To ensure the vaccine that is developed is safe, there are many safeguards put in place by the government and researchers to protect the patient. There are six stages of vaccine development: exploratory phase, pre-clinical, clinical development, regulatory review, manufacturing, and quality control. These steps ensure that the vaccine is thoroughly vetted before it is made available to the general public.
Even though the vaccine will hopefully be completed by 2021, there is still a lot that can be done to slow the spread now. With schools now being recommended to reopen by the American Academy of Pediatrics, CDC guidelines for reopening schools are more important than ever. The most significant recommendations that would disrupt the functioning of a school day include closing all public spaces and reducing exposure to new students by minimizing class rotations throughout the day.
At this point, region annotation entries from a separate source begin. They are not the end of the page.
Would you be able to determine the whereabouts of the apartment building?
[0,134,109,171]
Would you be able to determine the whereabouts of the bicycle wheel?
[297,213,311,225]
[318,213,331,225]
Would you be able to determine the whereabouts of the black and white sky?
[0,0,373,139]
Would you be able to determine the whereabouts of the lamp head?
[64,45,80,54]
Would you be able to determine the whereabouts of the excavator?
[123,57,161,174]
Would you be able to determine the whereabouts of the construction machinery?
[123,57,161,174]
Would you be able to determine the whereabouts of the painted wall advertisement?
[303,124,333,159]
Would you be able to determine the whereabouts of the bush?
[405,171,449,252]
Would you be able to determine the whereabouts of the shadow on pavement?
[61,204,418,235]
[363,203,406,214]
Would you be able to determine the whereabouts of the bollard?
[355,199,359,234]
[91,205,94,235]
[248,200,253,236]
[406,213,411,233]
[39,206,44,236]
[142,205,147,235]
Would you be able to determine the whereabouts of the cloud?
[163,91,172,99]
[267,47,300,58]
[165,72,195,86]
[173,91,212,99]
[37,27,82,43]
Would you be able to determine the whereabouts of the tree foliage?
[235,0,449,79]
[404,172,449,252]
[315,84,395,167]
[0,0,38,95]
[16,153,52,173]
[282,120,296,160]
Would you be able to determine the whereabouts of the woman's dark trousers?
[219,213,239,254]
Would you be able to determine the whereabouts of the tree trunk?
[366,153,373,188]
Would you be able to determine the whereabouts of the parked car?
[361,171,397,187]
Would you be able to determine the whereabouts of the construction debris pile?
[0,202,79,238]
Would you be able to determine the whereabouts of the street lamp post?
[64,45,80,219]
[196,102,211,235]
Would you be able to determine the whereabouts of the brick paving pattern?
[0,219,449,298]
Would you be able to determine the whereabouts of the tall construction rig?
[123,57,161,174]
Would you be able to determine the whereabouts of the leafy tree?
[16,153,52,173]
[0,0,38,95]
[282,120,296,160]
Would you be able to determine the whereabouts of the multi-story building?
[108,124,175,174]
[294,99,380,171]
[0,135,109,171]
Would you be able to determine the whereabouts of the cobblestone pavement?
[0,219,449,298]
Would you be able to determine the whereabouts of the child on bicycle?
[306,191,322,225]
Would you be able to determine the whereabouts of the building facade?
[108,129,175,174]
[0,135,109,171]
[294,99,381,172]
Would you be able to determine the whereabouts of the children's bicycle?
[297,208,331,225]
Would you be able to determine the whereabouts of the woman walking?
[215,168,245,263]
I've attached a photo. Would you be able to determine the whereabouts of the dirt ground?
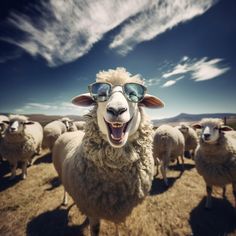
[0,152,236,236]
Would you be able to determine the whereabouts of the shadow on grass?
[0,161,22,192]
[33,153,52,165]
[26,205,89,236]
[46,176,61,191]
[189,198,236,236]
[150,172,183,196]
[0,161,11,179]
[168,163,195,171]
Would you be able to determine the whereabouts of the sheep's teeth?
[111,133,124,140]
[111,123,123,128]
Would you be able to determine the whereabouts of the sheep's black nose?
[107,107,127,116]
[10,127,16,132]
[204,134,211,139]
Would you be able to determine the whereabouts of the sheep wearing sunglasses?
[53,68,164,235]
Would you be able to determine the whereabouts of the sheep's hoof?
[9,175,16,180]
[205,202,212,211]
[164,179,169,187]
[21,174,26,179]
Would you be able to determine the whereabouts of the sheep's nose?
[204,134,211,139]
[10,127,16,132]
[107,107,127,116]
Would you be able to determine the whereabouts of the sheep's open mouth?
[104,118,132,144]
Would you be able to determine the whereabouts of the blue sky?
[0,0,236,118]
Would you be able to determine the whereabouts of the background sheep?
[0,115,9,161]
[1,115,43,179]
[194,118,236,208]
[74,121,85,130]
[43,117,77,150]
[0,115,9,137]
[153,125,185,185]
[177,123,198,159]
[53,68,163,235]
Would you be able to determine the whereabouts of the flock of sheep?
[0,68,236,235]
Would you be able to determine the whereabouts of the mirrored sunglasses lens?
[91,83,111,102]
[124,84,145,102]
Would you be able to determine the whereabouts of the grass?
[0,150,236,236]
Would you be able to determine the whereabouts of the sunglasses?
[88,82,147,103]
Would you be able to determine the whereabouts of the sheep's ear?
[139,94,164,108]
[192,124,202,129]
[24,121,34,125]
[220,125,233,131]
[72,93,95,107]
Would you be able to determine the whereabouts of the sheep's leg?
[10,162,17,179]
[205,185,212,209]
[21,161,27,179]
[222,186,226,199]
[115,224,120,236]
[62,188,68,206]
[154,157,161,176]
[35,145,42,155]
[233,182,236,208]
[161,162,169,186]
[89,217,100,236]
[181,155,184,171]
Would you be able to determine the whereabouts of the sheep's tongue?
[111,125,124,139]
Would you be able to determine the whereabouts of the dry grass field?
[0,151,236,236]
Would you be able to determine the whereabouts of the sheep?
[0,115,9,161]
[0,115,9,138]
[1,115,43,179]
[43,117,77,150]
[194,118,236,208]
[153,125,185,186]
[177,123,198,159]
[53,68,164,235]
[74,121,85,130]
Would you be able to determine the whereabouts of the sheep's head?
[4,115,34,135]
[0,116,9,134]
[73,68,164,148]
[193,118,233,144]
[60,117,73,131]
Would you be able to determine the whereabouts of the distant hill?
[152,113,236,126]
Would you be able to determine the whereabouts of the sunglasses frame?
[88,82,147,103]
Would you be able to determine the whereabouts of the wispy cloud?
[161,80,176,88]
[144,78,161,87]
[162,57,230,81]
[0,50,22,63]
[5,0,149,66]
[2,0,217,66]
[15,102,88,115]
[110,0,217,55]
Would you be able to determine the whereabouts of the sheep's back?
[195,136,236,186]
[62,151,153,222]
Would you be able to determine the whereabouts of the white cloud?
[161,80,176,88]
[5,0,150,66]
[144,78,161,87]
[110,0,217,55]
[0,50,22,63]
[162,57,230,81]
[2,0,217,66]
[15,102,89,115]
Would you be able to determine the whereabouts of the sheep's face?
[179,125,189,134]
[0,122,6,134]
[194,119,232,144]
[5,120,34,135]
[97,85,144,147]
[62,120,73,131]
[73,68,164,148]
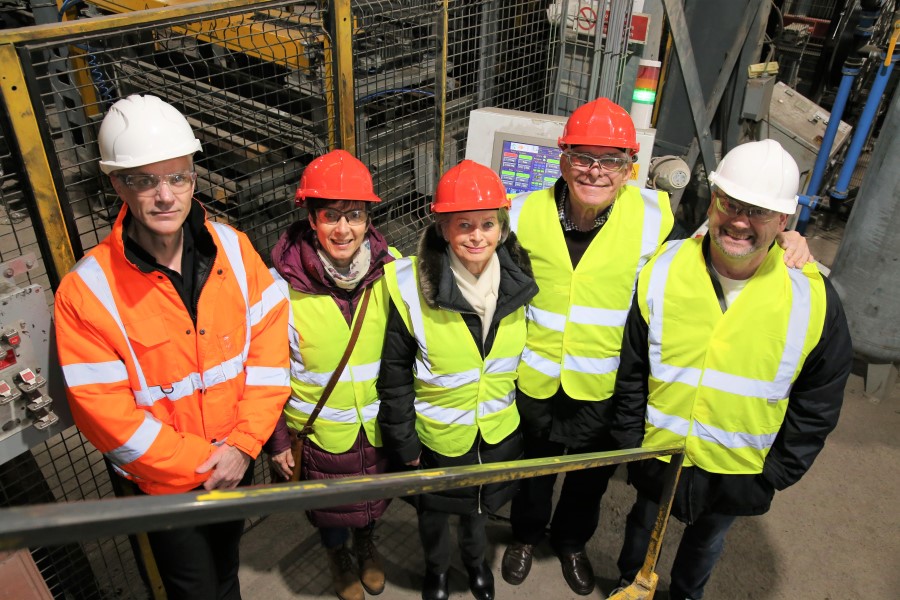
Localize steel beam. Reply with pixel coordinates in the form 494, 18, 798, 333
0, 445, 684, 551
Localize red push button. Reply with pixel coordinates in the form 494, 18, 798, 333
3, 330, 22, 348
19, 369, 36, 385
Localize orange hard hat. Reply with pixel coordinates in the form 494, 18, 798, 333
558, 98, 641, 156
294, 150, 381, 206
431, 160, 510, 212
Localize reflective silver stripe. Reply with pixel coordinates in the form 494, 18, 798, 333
63, 360, 128, 388
693, 421, 778, 450
394, 258, 431, 360
209, 221, 252, 361
104, 411, 162, 466
416, 358, 481, 388
563, 354, 619, 375
75, 256, 153, 406
415, 398, 475, 425
569, 305, 628, 327
250, 283, 283, 327
484, 356, 519, 374
647, 240, 684, 383
288, 395, 359, 423
634, 190, 662, 272
522, 347, 562, 379
291, 360, 381, 387
244, 366, 291, 386
478, 390, 516, 417
647, 404, 691, 437
509, 192, 531, 232
768, 269, 812, 400
362, 400, 381, 422
525, 304, 566, 333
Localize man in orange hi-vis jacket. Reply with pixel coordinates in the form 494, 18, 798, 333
55, 96, 290, 600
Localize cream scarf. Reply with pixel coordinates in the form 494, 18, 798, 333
447, 248, 500, 343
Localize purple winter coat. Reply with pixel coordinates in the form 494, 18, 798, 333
265, 220, 394, 528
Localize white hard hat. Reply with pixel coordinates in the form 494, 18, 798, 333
709, 140, 800, 214
97, 94, 200, 174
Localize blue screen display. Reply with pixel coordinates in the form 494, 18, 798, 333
500, 140, 561, 194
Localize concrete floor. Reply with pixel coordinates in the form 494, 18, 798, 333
241, 375, 900, 600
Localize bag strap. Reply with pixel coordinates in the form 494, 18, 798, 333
299, 286, 372, 436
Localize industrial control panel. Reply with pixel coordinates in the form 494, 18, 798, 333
0, 258, 72, 464
767, 81, 852, 189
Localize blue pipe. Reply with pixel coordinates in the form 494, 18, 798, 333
830, 54, 897, 200
801, 61, 860, 197
794, 194, 819, 235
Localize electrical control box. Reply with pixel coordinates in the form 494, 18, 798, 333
0, 254, 72, 464
466, 108, 656, 192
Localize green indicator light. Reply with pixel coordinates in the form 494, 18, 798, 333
631, 88, 656, 104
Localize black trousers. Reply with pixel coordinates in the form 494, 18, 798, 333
509, 436, 616, 554
419, 510, 488, 573
147, 461, 254, 600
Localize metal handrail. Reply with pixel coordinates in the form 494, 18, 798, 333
0, 445, 684, 551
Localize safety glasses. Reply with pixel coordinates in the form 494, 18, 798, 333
316, 208, 369, 225
113, 171, 197, 194
713, 192, 778, 224
563, 151, 631, 173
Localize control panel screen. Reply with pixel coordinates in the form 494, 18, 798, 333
494, 139, 560, 194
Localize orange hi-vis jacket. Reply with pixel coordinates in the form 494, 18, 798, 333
55, 206, 290, 494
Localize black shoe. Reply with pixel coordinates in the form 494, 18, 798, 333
466, 562, 494, 600
422, 571, 450, 600
500, 543, 534, 585
559, 551, 594, 596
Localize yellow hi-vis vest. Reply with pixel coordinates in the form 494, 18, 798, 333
272, 269, 390, 454
510, 186, 674, 400
637, 239, 825, 475
384, 257, 525, 456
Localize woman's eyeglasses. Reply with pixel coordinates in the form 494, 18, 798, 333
316, 208, 369, 225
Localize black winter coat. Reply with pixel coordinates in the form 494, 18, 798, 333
377, 225, 538, 514
612, 246, 853, 523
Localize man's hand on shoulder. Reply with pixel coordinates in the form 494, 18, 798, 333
197, 444, 250, 490
775, 231, 816, 269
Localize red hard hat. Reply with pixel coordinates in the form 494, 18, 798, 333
558, 98, 641, 156
294, 150, 381, 206
431, 160, 510, 212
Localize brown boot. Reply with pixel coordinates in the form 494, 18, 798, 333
353, 527, 384, 596
328, 546, 366, 600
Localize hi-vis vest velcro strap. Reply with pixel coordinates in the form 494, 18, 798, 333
288, 395, 381, 424
647, 240, 810, 402
63, 223, 250, 466
394, 258, 519, 414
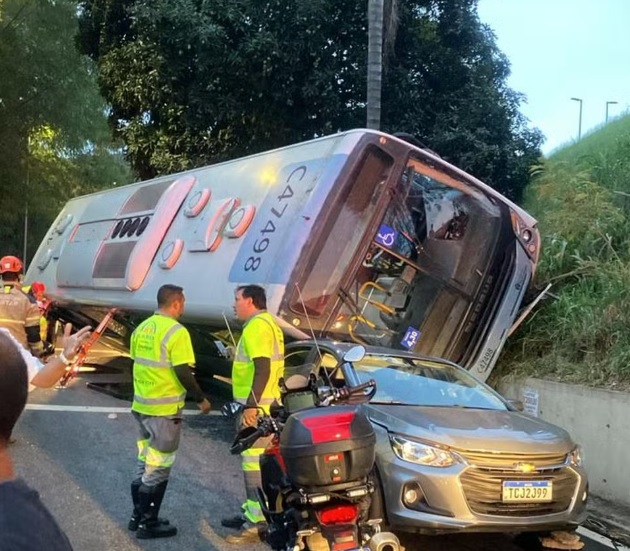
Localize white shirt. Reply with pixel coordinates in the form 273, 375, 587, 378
0, 327, 44, 392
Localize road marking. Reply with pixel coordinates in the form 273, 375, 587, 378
25, 404, 221, 415
577, 526, 628, 551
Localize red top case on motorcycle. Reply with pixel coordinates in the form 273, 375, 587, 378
280, 406, 376, 488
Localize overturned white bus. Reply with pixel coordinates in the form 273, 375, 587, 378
26, 130, 540, 380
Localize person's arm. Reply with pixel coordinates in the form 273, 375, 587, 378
30, 323, 91, 388
245, 357, 271, 408
166, 326, 211, 413
173, 364, 209, 410
24, 295, 44, 357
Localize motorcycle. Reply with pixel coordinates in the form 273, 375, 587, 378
223, 346, 404, 551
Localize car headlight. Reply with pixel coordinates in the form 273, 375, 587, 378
568, 446, 584, 467
389, 434, 457, 467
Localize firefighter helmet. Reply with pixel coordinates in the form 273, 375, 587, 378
0, 256, 24, 274
31, 281, 46, 296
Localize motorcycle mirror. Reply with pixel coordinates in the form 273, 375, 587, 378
221, 402, 243, 417
284, 375, 309, 390
343, 344, 365, 363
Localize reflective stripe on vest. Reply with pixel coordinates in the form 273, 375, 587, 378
232, 312, 284, 411
132, 314, 186, 416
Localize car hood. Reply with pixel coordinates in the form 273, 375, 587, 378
367, 404, 575, 454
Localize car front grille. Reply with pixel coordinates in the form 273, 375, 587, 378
461, 453, 579, 517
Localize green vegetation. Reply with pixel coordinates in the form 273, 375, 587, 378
79, 0, 541, 202
0, 0, 132, 261
494, 115, 630, 389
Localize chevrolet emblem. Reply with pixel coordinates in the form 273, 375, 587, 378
514, 463, 536, 473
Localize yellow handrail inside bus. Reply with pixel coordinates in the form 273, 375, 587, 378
348, 316, 376, 346
359, 281, 396, 315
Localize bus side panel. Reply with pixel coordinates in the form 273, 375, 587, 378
229, 155, 348, 284
27, 132, 361, 325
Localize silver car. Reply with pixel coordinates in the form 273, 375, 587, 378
286, 341, 588, 534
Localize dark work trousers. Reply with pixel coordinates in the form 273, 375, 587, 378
131, 411, 182, 486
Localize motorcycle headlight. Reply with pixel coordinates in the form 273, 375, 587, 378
389, 434, 457, 467
568, 446, 584, 467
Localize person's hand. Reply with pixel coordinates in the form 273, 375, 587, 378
61, 323, 92, 360
241, 408, 258, 427
197, 398, 212, 415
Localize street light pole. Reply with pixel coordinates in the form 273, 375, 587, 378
571, 98, 582, 142
606, 101, 619, 122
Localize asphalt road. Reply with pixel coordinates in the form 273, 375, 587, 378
12, 368, 630, 551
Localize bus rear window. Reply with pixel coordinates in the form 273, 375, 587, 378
290, 146, 393, 317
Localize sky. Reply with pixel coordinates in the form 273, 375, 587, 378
478, 0, 630, 153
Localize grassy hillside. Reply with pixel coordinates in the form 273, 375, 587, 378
494, 115, 630, 390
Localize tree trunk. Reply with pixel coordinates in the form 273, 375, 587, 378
367, 0, 384, 130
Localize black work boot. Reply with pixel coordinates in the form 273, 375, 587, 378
136, 480, 177, 539
127, 478, 169, 532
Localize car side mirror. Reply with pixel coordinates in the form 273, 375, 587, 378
343, 344, 365, 363
505, 398, 525, 411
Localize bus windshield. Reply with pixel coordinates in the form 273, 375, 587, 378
331, 158, 513, 361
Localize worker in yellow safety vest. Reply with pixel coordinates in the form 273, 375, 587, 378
128, 285, 210, 539
221, 285, 284, 544
22, 281, 50, 342
0, 256, 44, 357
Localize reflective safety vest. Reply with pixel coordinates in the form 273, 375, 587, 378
130, 313, 195, 416
232, 311, 284, 412
0, 283, 41, 350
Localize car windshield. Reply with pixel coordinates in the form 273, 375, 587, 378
354, 354, 507, 410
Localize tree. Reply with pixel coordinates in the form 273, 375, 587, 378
0, 0, 130, 256
79, 0, 541, 197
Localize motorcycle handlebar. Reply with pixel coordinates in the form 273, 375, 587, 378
230, 425, 267, 455
323, 379, 376, 404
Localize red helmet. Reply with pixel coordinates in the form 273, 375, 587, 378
0, 256, 24, 274
31, 281, 46, 296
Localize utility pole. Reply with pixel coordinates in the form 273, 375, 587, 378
366, 0, 384, 130
606, 101, 619, 123
571, 98, 582, 142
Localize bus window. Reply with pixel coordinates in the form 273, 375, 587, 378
333, 155, 516, 361
290, 147, 393, 317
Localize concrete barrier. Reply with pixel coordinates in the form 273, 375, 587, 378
498, 378, 630, 506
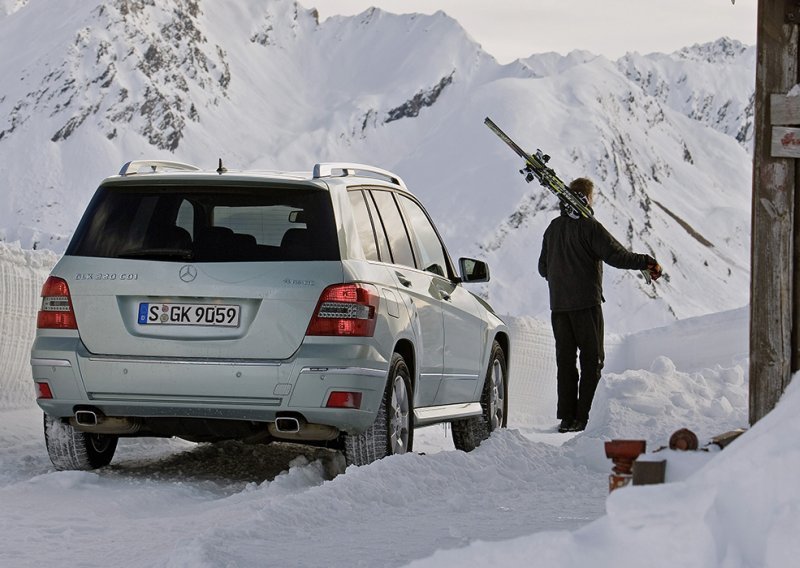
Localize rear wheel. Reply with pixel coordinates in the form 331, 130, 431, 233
452, 341, 508, 452
44, 414, 119, 471
344, 353, 414, 465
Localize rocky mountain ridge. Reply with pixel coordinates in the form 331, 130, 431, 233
0, 0, 755, 326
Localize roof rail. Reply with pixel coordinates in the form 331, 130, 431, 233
313, 162, 408, 189
119, 160, 200, 176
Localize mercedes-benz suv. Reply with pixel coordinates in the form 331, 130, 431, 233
31, 160, 510, 469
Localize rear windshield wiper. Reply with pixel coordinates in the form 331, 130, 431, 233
117, 248, 194, 260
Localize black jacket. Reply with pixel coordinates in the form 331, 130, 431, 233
539, 214, 655, 312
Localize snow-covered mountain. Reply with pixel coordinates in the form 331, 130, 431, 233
0, 0, 755, 331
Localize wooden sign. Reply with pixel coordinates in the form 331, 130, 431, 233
769, 94, 800, 126
771, 126, 800, 158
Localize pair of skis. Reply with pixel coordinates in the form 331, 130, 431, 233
483, 117, 652, 284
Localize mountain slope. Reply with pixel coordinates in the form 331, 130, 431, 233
0, 0, 754, 330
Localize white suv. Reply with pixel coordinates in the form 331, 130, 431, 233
31, 161, 510, 469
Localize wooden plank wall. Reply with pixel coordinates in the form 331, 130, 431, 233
750, 0, 800, 424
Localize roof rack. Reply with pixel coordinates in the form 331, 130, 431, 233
119, 160, 200, 176
313, 162, 408, 189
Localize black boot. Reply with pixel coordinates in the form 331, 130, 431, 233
558, 418, 575, 434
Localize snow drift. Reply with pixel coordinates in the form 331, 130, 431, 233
0, 0, 755, 332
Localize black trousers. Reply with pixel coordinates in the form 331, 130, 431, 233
551, 306, 605, 420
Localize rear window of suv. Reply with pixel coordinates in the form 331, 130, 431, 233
66, 182, 339, 262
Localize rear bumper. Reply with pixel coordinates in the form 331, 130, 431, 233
31, 332, 389, 433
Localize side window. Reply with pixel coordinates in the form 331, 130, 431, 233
372, 191, 416, 268
175, 199, 194, 235
347, 190, 380, 260
397, 195, 447, 278
364, 190, 394, 262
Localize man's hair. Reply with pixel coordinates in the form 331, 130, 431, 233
569, 178, 594, 199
As impossible as some of these recommendations might seem, the CDC promises to work with each school district to ensure safety protocols that work for the community.
An effective vaccine might seem like a ways away, but it is important to continue wearing a mask and social distancing. Following government recommendations and eventually getting the vaccine when made available will help to reduce the spread of COVID-19.